Margaret Ormrod, a resident of St. Albert, Alberta, initiated a petition noting that Canada’s largest newspaper chain, Postmedia Network, is mostly owned by U.S. hedge funds.

Postmedia owns 15 of Canada’s 21 largest daily newspapers, including the Vancouver Sun, Province, and National Post.

“Federal enquiries going back 50 years warned Canadians about the dangers of growing media ownership concentration, including Reports of the Special Senate Committee on Mass Media (1970), the Royal Commission on Newspapers (1981), the Senate Committee on News Media (2006), and the Heritage Committee on Media and Local Communities (2017),” the petition states. “All these reports urged measures to check concentration and then newspaper-television ‘convergence,’ but few were taken.”

After 4,147 people signed the petition, Vancouver Centre Liberal MP Hedy Fry presented it to Parliament on June 17.

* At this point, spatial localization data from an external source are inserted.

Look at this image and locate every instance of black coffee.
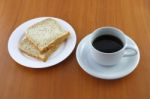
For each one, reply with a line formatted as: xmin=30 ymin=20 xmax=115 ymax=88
xmin=92 ymin=35 xmax=123 ymax=53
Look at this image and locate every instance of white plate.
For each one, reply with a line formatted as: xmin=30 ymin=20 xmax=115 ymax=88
xmin=76 ymin=34 xmax=140 ymax=80
xmin=8 ymin=17 xmax=76 ymax=68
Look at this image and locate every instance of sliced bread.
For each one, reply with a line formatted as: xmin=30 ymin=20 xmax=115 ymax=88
xmin=19 ymin=38 xmax=60 ymax=62
xmin=25 ymin=18 xmax=70 ymax=53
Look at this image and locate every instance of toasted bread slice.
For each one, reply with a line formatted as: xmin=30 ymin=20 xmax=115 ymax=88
xmin=25 ymin=18 xmax=70 ymax=53
xmin=19 ymin=38 xmax=60 ymax=62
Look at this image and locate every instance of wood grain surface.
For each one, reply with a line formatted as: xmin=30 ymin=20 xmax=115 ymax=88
xmin=0 ymin=0 xmax=150 ymax=99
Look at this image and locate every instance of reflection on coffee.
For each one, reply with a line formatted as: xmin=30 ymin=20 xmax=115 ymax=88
xmin=92 ymin=35 xmax=123 ymax=53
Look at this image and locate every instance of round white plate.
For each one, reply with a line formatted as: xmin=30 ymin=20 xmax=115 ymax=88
xmin=76 ymin=34 xmax=140 ymax=80
xmin=8 ymin=17 xmax=76 ymax=68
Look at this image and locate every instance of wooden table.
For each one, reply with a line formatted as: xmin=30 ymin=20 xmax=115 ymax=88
xmin=0 ymin=0 xmax=150 ymax=99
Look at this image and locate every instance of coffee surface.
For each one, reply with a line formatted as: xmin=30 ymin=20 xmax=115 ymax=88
xmin=92 ymin=35 xmax=123 ymax=53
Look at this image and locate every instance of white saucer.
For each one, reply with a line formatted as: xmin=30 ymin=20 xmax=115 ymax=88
xmin=8 ymin=17 xmax=76 ymax=68
xmin=76 ymin=34 xmax=140 ymax=80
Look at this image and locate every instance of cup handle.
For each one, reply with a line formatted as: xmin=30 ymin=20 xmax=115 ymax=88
xmin=123 ymin=45 xmax=137 ymax=57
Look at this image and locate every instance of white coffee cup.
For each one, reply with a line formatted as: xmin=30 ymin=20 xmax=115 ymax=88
xmin=89 ymin=26 xmax=137 ymax=66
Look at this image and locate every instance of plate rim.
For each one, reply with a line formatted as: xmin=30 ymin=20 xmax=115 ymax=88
xmin=8 ymin=17 xmax=77 ymax=68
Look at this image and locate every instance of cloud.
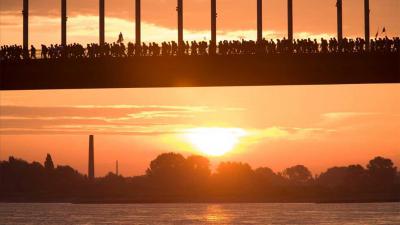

As she did this, she read aloud what the petitioners are demanding: “We, the undersigned, citizens of Canada, call upon the House of Commons in Parliament assembled to use our tax dollars to foster a more pluralistic Canadian news media by providing subsidies only to Canadian-owned publications, as a free and diverse press is essential to a healthy democracy.”

Fry chaired the Commons heritage committee when its 2017 report, Disruption: Change and Churning in Canada’s Media Landscape, was published.

Its fourth recommendation was that the Canadian government amend sections of the Income Tax Act to allow deductions of digital advertising on Canadian platforms.